Transcranial sonography of midbrain raphe was performed in all study participants by an experienced investigator (M.S.) blinded to subject group allocation and in random order. For this, a Toshiba Aplio XG ultrasound system equipped with a 2.5 MHz probe was employed. Assessments on B-mode imaging were performed in axial plane and bilaterally at the temporal acoustic bone window with a penetration depth of 14 cm and a dynamic range of 50 dB. Representative video clips and images of the midbrain raphe region were recorded bilaterally for each participant to enable off-line image analysis.

Data assessment

The investigator performing the off-line analysis was unaware of participants`group allocation. The stored ultrasound images and clips were completely reviewed for each participant. Midbrain raphe echogenicity was graded visually on a semi-quantitative scale by an experienced investigator (U.W.) as described earlier in detail [17]: grade 1, no echosignal; grade 2, reduced (low or interrupted) echosignal; grade 3 high (normal) echosignal. To assess interrater reliability of visual semi-quantitative ratings, midbrain raphe echogenicity of each participant was graded independently by a second well-trained reader (J.R.).

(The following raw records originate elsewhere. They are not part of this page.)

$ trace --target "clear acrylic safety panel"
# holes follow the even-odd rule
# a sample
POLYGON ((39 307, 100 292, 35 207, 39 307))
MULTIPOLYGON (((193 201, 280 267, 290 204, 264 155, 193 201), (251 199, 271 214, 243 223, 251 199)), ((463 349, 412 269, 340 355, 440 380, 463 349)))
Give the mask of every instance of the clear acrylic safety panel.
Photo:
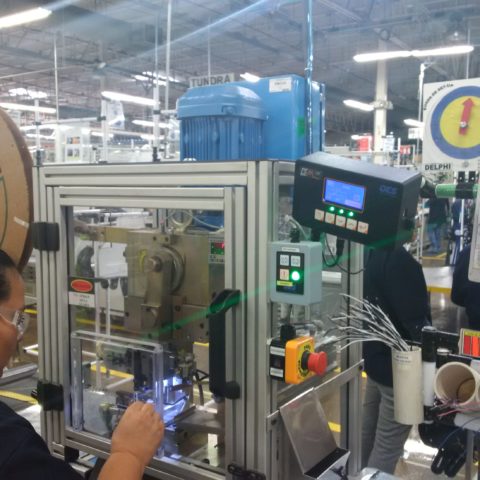
POLYGON ((134 401, 162 414, 163 348, 112 335, 77 331, 72 346, 72 426, 110 438, 134 401))
MULTIPOLYGON (((72 339, 80 330, 159 345, 164 455, 203 462, 216 471, 225 468, 225 409, 209 391, 206 317, 212 298, 225 288, 223 211, 73 207, 69 219, 72 339)), ((87 351, 96 361, 95 345, 87 351)), ((114 383, 132 375, 114 364, 108 372, 114 383)), ((102 405, 117 405, 118 397, 105 391, 102 401, 95 393, 99 373, 82 375, 87 373, 93 387, 77 383, 73 388, 83 395, 83 409, 87 402, 89 412, 95 411, 89 431, 97 425, 94 433, 108 436, 113 423, 100 421, 102 405)), ((106 381, 107 373, 100 373, 106 381)), ((79 424, 76 418, 81 419, 78 411, 73 426, 85 428, 85 419, 79 424)))

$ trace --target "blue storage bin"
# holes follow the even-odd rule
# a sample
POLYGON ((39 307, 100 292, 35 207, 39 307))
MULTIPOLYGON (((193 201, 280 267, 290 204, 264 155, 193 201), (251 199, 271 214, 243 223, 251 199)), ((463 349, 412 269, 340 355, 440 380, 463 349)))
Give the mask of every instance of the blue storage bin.
MULTIPOLYGON (((306 80, 298 75, 241 81, 233 85, 248 88, 263 101, 267 121, 264 125, 266 158, 297 160, 306 155, 305 95, 306 80)), ((325 87, 313 82, 313 151, 324 146, 325 87)))
POLYGON ((264 158, 265 108, 260 97, 239 85, 191 88, 178 100, 180 159, 264 158))

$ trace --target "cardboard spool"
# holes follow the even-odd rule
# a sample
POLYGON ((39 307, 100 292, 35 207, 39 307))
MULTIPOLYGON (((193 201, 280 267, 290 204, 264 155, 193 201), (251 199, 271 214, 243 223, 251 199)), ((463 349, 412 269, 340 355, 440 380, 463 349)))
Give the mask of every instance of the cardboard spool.
POLYGON ((32 253, 32 166, 20 130, 0 109, 0 249, 20 270, 32 253))

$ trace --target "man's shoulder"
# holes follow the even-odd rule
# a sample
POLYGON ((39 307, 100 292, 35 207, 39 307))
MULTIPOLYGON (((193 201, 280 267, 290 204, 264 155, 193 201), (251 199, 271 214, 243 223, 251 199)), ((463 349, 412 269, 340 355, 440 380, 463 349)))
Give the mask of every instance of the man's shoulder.
POLYGON ((3 402, 0 402, 0 438, 8 438, 8 442, 0 442, 0 466, 19 447, 24 451, 47 448, 30 423, 3 402))

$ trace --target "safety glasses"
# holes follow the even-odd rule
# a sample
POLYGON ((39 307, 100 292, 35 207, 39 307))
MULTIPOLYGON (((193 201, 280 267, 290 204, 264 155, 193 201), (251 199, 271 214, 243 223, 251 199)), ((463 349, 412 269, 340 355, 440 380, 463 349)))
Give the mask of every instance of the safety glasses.
POLYGON ((23 310, 12 310, 5 307, 0 307, 0 315, 15 326, 18 332, 17 339, 20 340, 30 323, 30 315, 23 310))

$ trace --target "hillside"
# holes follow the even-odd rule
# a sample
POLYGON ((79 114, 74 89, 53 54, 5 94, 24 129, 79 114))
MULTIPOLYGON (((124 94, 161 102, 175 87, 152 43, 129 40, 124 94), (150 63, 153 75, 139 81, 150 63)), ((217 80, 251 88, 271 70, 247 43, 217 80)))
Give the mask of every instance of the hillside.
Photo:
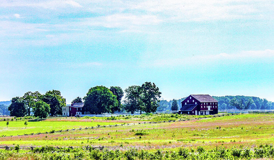
MULTIPOLYGON (((218 108, 220 109, 232 108, 274 109, 274 102, 259 97, 243 95, 213 97, 219 101, 218 108)), ((185 98, 184 98, 176 100, 178 109, 182 107, 181 102, 185 98)), ((171 110, 172 102, 172 100, 168 101, 166 100, 161 100, 160 102, 160 106, 157 108, 157 111, 171 110)))
POLYGON ((11 103, 10 101, 0 101, 0 105, 9 105, 11 103))

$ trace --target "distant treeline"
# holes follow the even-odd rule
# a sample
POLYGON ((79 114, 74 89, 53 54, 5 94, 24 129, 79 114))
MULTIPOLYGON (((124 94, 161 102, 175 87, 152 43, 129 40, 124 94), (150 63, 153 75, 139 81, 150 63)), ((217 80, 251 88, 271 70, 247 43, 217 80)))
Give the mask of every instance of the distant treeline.
MULTIPOLYGON (((274 109, 274 102, 269 101, 266 99, 262 99, 255 97, 243 95, 233 96, 227 95, 221 97, 213 96, 217 100, 219 109, 274 109)), ((178 109, 182 107, 181 102, 186 98, 175 100, 178 104, 178 109)), ((161 100, 160 106, 157 108, 158 111, 171 110, 172 100, 161 100)))
POLYGON ((9 106, 11 103, 10 101, 0 102, 0 115, 9 115, 9 106))
POLYGON ((227 95, 222 97, 213 96, 213 97, 219 101, 218 107, 220 109, 274 109, 274 102, 256 97, 227 95))

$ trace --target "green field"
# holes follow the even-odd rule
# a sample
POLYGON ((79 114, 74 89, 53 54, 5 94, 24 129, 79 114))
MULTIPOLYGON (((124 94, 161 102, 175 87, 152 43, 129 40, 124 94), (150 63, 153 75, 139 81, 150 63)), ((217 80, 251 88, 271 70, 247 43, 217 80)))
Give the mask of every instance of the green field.
POLYGON ((239 114, 213 117, 160 115, 113 118, 51 118, 40 122, 0 122, 0 135, 17 135, 109 124, 122 126, 101 127, 50 134, 0 138, 2 145, 21 146, 46 145, 82 147, 104 146, 108 149, 125 151, 131 147, 149 152, 161 149, 176 151, 182 147, 206 150, 222 147, 251 149, 274 144, 274 115, 239 114), (152 120, 194 119, 189 121, 139 124, 152 120))
POLYGON ((49 132, 52 130, 84 128, 86 127, 113 125, 120 123, 112 122, 92 122, 69 121, 28 122, 26 128, 24 124, 25 121, 10 121, 7 127, 5 121, 0 122, 0 135, 17 135, 38 132, 49 132))

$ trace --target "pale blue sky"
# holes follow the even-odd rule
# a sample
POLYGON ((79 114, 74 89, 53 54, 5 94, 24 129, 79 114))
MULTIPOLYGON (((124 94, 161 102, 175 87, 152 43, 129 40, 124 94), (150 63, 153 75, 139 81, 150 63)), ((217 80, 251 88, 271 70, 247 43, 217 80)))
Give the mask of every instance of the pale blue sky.
POLYGON ((274 1, 37 1, 0 2, 0 101, 149 81, 274 101, 274 1))

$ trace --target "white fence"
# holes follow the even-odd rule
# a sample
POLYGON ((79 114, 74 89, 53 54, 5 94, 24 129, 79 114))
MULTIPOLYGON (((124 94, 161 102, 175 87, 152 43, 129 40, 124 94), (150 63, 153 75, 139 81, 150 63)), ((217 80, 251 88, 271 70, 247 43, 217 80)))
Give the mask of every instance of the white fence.
MULTIPOLYGON (((160 114, 161 113, 174 113, 178 112, 178 111, 160 111, 157 112, 153 113, 153 114, 160 114)), ((142 113, 142 114, 145 113, 142 113)), ((140 115, 140 113, 135 113, 133 114, 132 114, 131 113, 114 113, 112 114, 111 113, 105 113, 104 114, 101 114, 98 115, 79 115, 81 116, 81 117, 84 117, 84 116, 88 116, 89 117, 107 117, 112 116, 116 117, 119 116, 119 115, 124 115, 124 116, 127 115, 140 115)))
POLYGON ((229 113, 248 113, 248 112, 274 112, 273 109, 218 109, 218 112, 227 112, 229 113))

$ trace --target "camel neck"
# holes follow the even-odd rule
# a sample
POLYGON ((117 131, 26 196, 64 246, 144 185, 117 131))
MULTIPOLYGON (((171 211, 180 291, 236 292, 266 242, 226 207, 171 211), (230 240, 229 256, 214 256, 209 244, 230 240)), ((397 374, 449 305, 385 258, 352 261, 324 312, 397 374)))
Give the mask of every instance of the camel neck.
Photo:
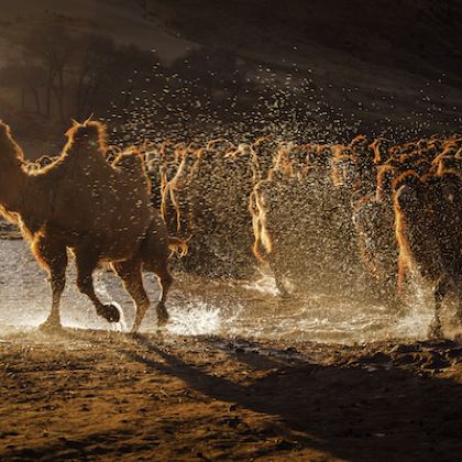
MULTIPOLYGON (((24 212, 24 198, 28 196, 29 175, 18 166, 14 168, 2 185, 0 202, 7 211, 14 213, 24 212)), ((34 199, 29 198, 30 201, 34 199)))

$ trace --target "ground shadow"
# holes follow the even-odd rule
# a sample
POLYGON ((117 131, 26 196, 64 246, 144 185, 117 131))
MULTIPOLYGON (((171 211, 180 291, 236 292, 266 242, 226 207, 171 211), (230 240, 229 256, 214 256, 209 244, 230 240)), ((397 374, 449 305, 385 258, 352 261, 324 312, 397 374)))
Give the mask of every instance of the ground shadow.
POLYGON ((352 461, 450 461, 462 450, 462 386, 450 380, 394 366, 371 372, 277 360, 267 364, 274 371, 241 385, 205 373, 148 338, 135 341, 138 352, 127 352, 132 360, 210 398, 274 416, 301 447, 352 461))

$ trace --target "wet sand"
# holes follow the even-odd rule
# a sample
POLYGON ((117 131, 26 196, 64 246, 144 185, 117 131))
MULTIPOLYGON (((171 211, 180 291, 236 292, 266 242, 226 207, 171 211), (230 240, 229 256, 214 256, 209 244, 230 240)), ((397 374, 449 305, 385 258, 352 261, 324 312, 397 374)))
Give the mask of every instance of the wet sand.
MULTIPOLYGON (((0 253, 2 461, 460 460, 462 340, 426 341, 429 307, 398 319, 320 296, 280 305, 265 284, 184 276, 169 326, 156 332, 151 309, 133 337, 69 283, 67 327, 45 333, 44 274, 21 241, 0 253)), ((97 287, 125 330, 114 280, 97 287)))
POLYGON ((462 343, 0 340, 1 460, 457 461, 462 343))

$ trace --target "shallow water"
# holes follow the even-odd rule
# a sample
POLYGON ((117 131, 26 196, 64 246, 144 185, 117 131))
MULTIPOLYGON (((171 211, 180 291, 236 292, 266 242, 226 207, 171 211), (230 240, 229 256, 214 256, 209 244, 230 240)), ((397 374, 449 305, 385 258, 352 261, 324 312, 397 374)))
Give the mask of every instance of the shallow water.
MULTIPOLYGON (((51 296, 45 273, 22 241, 0 240, 0 334, 14 328, 35 328, 48 315, 51 296)), ((134 309, 112 273, 96 274, 103 301, 117 300, 123 319, 117 326, 99 318, 87 297, 79 294, 68 268, 63 295, 63 323, 87 329, 129 330, 134 309)), ((146 275, 146 289, 157 298, 157 284, 146 275)), ((416 288, 406 314, 391 314, 385 306, 345 300, 332 295, 304 294, 280 300, 274 280, 260 275, 254 282, 217 282, 177 275, 168 300, 172 334, 220 334, 245 339, 318 342, 367 342, 386 339, 421 339, 431 322, 431 299, 416 288)), ((142 331, 156 331, 155 309, 146 314, 142 331)))

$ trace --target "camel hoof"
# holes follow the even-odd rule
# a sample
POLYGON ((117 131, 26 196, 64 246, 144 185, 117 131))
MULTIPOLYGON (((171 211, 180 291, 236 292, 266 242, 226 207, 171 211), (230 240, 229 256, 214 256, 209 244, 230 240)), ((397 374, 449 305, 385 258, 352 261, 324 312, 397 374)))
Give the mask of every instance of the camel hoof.
POLYGON ((99 312, 108 322, 119 322, 120 311, 116 305, 106 304, 99 312))
POLYGON ((38 326, 38 330, 42 332, 56 332, 62 329, 63 329, 63 326, 61 324, 58 320, 54 320, 50 318, 45 322, 42 322, 38 326))
POLYGON ((157 326, 158 327, 164 327, 167 322, 168 322, 168 311, 165 308, 165 305, 160 302, 157 304, 157 326))
POLYGON ((292 298, 290 294, 286 289, 279 289, 277 295, 282 300, 289 300, 292 298))
POLYGON ((443 338, 443 333, 442 333, 442 329, 441 329, 441 324, 438 322, 433 322, 430 326, 430 330, 429 330, 429 337, 432 340, 440 340, 443 338))

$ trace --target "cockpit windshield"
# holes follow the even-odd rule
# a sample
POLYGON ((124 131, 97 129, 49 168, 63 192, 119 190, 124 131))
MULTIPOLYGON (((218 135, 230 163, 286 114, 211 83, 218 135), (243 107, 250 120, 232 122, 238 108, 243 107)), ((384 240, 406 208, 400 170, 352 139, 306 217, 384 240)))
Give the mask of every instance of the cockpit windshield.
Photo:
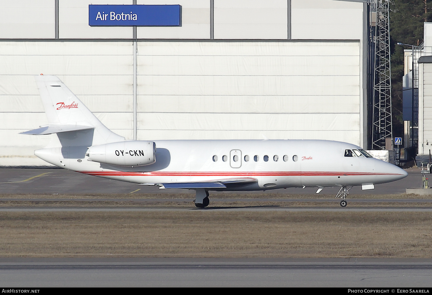
POLYGON ((363 155, 364 155, 365 157, 367 158, 373 157, 371 156, 370 154, 369 154, 368 153, 368 152, 364 150, 359 150, 359 151, 363 155))
POLYGON ((345 150, 345 157, 356 157, 356 154, 351 150, 345 150))
POLYGON ((366 157, 372 158, 367 152, 364 150, 345 150, 345 157, 366 157))
POLYGON ((354 153, 356 153, 356 154, 357 155, 357 157, 365 157, 365 156, 363 155, 361 153, 360 153, 359 151, 357 150, 353 150, 353 151, 354 153))

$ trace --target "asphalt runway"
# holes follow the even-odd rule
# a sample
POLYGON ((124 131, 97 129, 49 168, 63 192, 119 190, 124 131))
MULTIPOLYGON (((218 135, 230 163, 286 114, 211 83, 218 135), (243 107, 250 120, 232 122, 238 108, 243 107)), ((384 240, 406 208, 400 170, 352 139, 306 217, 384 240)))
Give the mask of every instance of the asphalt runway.
MULTIPOLYGON (((402 194, 407 188, 421 187, 422 175, 419 169, 407 169, 405 178, 390 183, 377 185, 375 189, 362 191, 355 187, 349 191, 356 194, 385 195, 402 194)), ((339 187, 325 188, 321 194, 336 195, 339 187)), ((266 192, 284 194, 314 195, 317 188, 288 188, 268 190, 266 192)), ((139 185, 118 180, 111 180, 86 175, 61 169, 0 168, 0 194, 116 194, 140 193, 187 193, 193 191, 184 189, 159 189, 156 187, 139 185)), ((211 191, 210 195, 218 192, 211 191)), ((236 195, 251 192, 235 192, 236 195)), ((262 191, 255 193, 263 194, 262 191)))
MULTIPOLYGON (((336 205, 337 206, 337 205, 336 205)), ((323 207, 278 207, 276 206, 235 206, 223 207, 207 207, 204 208, 196 208, 194 206, 191 208, 179 208, 178 207, 162 207, 149 208, 121 208, 118 207, 8 207, 0 208, 0 212, 155 212, 155 211, 176 211, 185 212, 187 211, 217 211, 219 212, 432 212, 432 207, 368 207, 350 208, 348 207, 342 208, 335 206, 334 208, 323 207)))
POLYGON ((8 287, 381 287, 391 289, 430 287, 431 282, 430 259, 0 259, 0 284, 8 287))

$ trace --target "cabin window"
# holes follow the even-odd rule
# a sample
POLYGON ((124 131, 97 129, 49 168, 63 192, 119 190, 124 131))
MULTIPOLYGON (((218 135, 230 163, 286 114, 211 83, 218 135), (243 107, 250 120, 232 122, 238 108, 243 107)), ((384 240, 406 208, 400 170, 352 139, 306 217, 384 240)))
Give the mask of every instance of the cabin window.
POLYGON ((356 157, 356 154, 351 150, 345 150, 345 157, 356 157))
POLYGON ((359 151, 363 155, 364 155, 365 157, 366 157, 367 158, 373 158, 373 157, 372 157, 372 156, 371 156, 371 154, 370 154, 369 153, 368 153, 368 152, 364 150, 359 150, 359 151))
POLYGON ((357 157, 364 157, 364 156, 361 153, 360 153, 359 151, 357 150, 353 150, 353 151, 354 151, 354 153, 356 153, 356 154, 357 155, 357 157))

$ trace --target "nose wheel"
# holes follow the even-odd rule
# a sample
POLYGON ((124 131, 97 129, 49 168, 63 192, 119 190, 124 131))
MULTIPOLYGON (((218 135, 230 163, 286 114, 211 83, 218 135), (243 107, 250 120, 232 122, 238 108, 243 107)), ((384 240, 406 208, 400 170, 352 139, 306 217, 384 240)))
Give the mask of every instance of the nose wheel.
POLYGON ((337 193, 336 195, 336 198, 340 198, 342 199, 340 201, 340 207, 346 207, 346 196, 348 195, 349 193, 348 192, 348 191, 353 188, 351 186, 349 188, 347 189, 346 186, 343 186, 340 188, 340 189, 339 190, 339 191, 337 193))

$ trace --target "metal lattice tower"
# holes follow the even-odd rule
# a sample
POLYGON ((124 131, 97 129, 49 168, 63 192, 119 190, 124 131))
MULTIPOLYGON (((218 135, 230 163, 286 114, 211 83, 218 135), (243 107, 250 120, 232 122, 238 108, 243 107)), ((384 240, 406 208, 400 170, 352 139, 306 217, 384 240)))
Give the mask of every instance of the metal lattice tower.
POLYGON ((384 150, 385 139, 392 138, 389 0, 375 0, 375 2, 372 148, 384 150))

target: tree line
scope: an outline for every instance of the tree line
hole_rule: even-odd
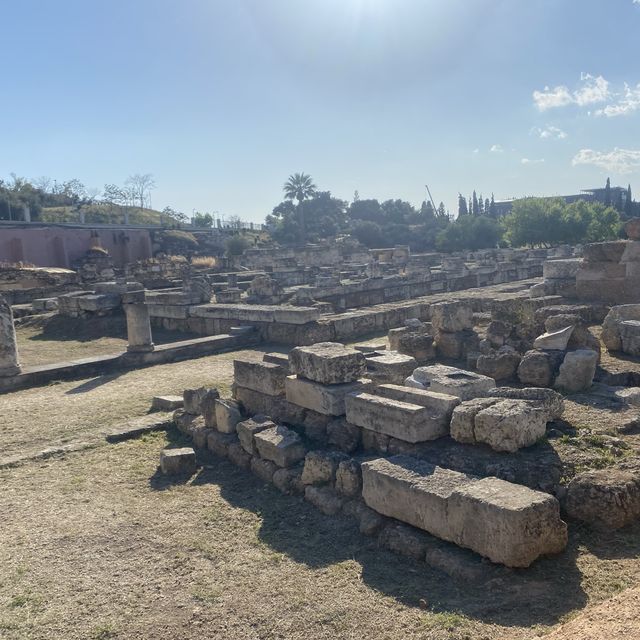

To exactly quantify the echo-intensity of midbrain raphe, off-line digitized image analysis was performed using a validated MATLAB-based software tool [13]. This tool first pre-assesses the overall image quality before starting the analysis of distinct structures. Then, a normalized echo-intensity measure of the target structure in the referring region of interest was achieved. For each case, minimum two to four images per side of insonation were analyzed and the mean value of raphe echo-intensity was calculated for each side. The mean value of bilateral measures was then used for further analysis.

Statistical analysis

For statistical analysis, SPSS Statistics 28 software (IBM, Ehningen, Germany) was used. The non-parametric Mann-Whitney U test was applied when data was not normally distributed. Correlations were calculated using the bivariate Spearman correlation coefficient. Statistical significance was assumed at p<0.05. Interrater reliability of visual assessment of midbrain raphe echogenicity as normal or abnormal (reduced) was assessed by Cohen’s kappa.

Results

Clinical characterization

Table 1 summarizes the main clinical characteristics of the study cohort. Fig 1 shows representative midbrain sonograms for the three study groups. While pain in FMS mostly manifested as generalized, deep-aching pain often described like muscle soreness, patients with depression predominantly reported bilateral, but focal pain primarily affecting the back.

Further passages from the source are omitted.